A justificativa da deputada se baseia em três pontos centrais:

  1. O Imposto de Renda, criado em diversos países como medida temporária para financiar guerras, teria perdido sua razão de ser.

  2. A cobrança atual desestimula a produção, a formalidade das relações econômicas e a liberdade financeira dos cidadãos.

  3. A manutenção desse tributo compromete a competitividade do país, ao reduzir a capacidade de investimento e inovação do setor produtivo.

Importância do IR na arrecadação

Segundo dados da Receita Federal, o Imposto de Renda representou cerca de 27% da arrecadação federal em 2022, sendo, portanto, uma das principais fontes de recursos da União. A receita obtida com o IR alimenta fundos constitucionais que sustentam áreas como saúde, educação, segurança pública e infraestrutura. Além disso, parte significativa do IR é repassada a estados e municípios, garantindo o equilíbrio federativo.

Diante disso, a extinção do IR implicaria na necessidade de reorganizar completamente a estrutura fiscal do país, seja substituindo essa receita por outros tributos, seja reduzindo de forma drástica o tamanho do Estado.

A polêmica política

O projeto de Júlia Zanatta surge em contraste com outras propostas em discussão no Congresso e no Executivo. Enquanto a parlamentar defende o fim absoluto do IR, o governo federal tem discutido apenas elevar a faixa de isenção do IRPF para até R$ 5 mil mensais, buscando aliviar o peso tributário da classe média sem abrir mão da arrecadação.

O tema coloca em choque duas visões de país:

  • Visão liberal radical, que enxerga o imposto como entrave à liberdade e à prosperidade, e defende sua eliminação total.

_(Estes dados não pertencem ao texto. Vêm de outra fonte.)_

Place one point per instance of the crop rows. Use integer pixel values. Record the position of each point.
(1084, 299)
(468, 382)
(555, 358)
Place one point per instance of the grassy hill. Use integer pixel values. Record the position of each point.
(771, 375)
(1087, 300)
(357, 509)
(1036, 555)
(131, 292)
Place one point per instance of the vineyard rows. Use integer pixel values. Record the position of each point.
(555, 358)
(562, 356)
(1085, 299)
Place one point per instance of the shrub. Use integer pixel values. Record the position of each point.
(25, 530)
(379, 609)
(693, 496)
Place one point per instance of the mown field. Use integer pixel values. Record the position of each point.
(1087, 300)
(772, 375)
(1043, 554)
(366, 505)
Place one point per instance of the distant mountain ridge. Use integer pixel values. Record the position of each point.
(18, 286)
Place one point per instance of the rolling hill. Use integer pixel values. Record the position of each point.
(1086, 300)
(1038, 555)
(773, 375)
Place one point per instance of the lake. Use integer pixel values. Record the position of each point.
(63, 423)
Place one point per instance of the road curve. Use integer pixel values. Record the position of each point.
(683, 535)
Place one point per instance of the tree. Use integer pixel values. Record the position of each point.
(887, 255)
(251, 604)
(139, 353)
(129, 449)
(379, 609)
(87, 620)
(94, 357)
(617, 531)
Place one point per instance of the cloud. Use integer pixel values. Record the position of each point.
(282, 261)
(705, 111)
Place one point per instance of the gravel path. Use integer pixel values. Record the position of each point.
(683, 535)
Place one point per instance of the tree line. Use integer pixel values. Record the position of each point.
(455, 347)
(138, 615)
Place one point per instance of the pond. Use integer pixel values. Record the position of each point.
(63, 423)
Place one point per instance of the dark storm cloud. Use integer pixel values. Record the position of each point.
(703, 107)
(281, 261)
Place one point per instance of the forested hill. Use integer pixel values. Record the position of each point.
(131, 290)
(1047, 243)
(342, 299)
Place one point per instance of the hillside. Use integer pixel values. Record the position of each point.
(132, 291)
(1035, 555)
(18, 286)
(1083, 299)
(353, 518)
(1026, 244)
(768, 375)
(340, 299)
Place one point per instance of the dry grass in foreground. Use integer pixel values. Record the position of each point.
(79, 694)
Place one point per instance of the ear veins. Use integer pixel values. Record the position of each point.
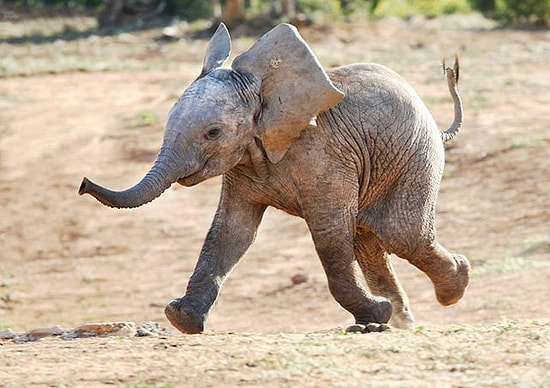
(258, 159)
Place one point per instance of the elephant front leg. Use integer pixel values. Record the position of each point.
(335, 248)
(230, 235)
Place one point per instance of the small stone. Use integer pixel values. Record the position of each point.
(355, 328)
(299, 278)
(151, 329)
(36, 334)
(122, 329)
(7, 334)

  • Visão reformista, que reconhece os problemas da carga tributária, mas propõe ajustes graduais dentro do sistema existente.

Impactos possíveis

Caso aprovado, o projeto teria repercussões imediatas:

  • No orçamento da União: um rombo bilionário exigiria cortes profundos ou a criação de novos tributos compensatórios.

  • Nos estados e municípios: o fim do repasse do IR afetaria diretamente o financiamento de políticas públicas locais.

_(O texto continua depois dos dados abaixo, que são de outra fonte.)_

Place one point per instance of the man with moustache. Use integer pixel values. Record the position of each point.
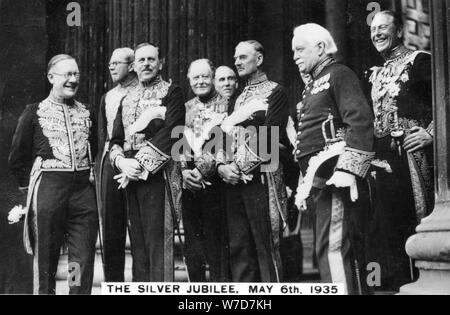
(110, 200)
(402, 103)
(252, 197)
(340, 192)
(225, 82)
(51, 157)
(145, 160)
(203, 212)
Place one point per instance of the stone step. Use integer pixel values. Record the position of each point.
(310, 272)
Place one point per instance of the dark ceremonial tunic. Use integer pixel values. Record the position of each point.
(402, 99)
(340, 223)
(50, 155)
(253, 208)
(110, 200)
(204, 217)
(152, 203)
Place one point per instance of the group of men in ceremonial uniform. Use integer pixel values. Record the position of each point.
(366, 171)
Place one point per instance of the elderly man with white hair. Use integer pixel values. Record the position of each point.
(203, 207)
(334, 110)
(110, 200)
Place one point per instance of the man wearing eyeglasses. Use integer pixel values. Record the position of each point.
(144, 160)
(110, 200)
(52, 159)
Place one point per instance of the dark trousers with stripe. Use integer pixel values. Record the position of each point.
(205, 232)
(250, 235)
(146, 210)
(66, 210)
(341, 229)
(114, 225)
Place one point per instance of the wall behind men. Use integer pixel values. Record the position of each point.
(23, 46)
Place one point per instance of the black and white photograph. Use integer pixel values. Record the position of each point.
(230, 148)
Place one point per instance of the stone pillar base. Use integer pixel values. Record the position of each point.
(434, 280)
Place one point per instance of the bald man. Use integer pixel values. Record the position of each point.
(226, 82)
(110, 200)
(252, 210)
(203, 210)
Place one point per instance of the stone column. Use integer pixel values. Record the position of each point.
(430, 247)
(336, 23)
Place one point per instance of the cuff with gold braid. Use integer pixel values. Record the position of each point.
(430, 129)
(116, 151)
(206, 165)
(151, 158)
(355, 162)
(183, 162)
(221, 158)
(246, 159)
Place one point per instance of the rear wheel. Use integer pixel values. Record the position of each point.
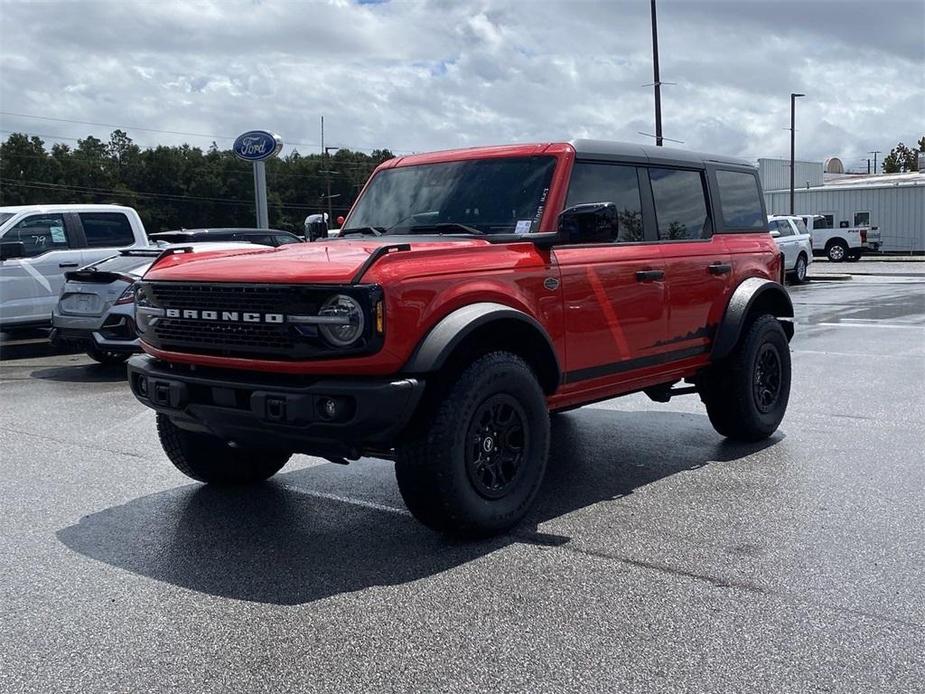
(746, 394)
(476, 464)
(104, 357)
(209, 459)
(836, 251)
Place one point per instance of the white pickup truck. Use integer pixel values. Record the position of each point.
(39, 243)
(843, 243)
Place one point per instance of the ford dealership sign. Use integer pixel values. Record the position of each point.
(257, 145)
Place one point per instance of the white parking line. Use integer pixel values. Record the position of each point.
(347, 500)
(872, 325)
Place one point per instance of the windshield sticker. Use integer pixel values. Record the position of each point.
(538, 217)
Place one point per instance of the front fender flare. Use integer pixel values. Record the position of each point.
(452, 329)
(753, 294)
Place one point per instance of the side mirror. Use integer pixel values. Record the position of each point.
(317, 229)
(592, 222)
(12, 249)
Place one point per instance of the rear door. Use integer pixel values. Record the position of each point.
(697, 263)
(614, 291)
(29, 286)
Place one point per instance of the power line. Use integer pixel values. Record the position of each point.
(175, 197)
(172, 132)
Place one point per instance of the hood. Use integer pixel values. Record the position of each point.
(321, 262)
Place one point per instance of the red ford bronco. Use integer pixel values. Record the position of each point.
(469, 294)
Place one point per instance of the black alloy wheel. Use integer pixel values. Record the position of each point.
(767, 378)
(498, 438)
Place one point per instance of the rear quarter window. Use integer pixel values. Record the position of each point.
(740, 200)
(107, 229)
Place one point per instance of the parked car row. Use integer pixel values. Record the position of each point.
(73, 267)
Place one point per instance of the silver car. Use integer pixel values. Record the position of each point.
(96, 309)
(795, 242)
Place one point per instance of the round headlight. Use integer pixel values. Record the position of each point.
(349, 326)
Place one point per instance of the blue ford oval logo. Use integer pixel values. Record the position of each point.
(257, 145)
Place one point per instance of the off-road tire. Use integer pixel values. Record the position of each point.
(107, 358)
(436, 474)
(836, 251)
(730, 388)
(799, 270)
(209, 459)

  • Na economia: setores produtivos poderiam ser estimulados pelo alívio tributário, mas a incerteza sobre o modelo substituto poderia gerar instabilidade no curto prazo.

Considerações finais

O PL 4329/2025 da deputada Júlia Zanatta coloca na mesa uma discussão que até então parecia intocável: seria possível manter um Estado moderno sem Imposto de Renda? A resposta dependerá do equilíbrio entre os princípios de liberdade econômica e as necessidades concretas de financiamento público.

Mais do que uma proposta legislativa, o projeto funciona como um provocador de debates. Ele obriga sociedade, governo e parlamento a refletirem sobre até que ponto o modelo tributário atual é sustentável e até onde é possível avançar em direção a uma verdadeira reforma fiscal que combine justiça tributária, incentivo à produção e responsabilidade orçamentária.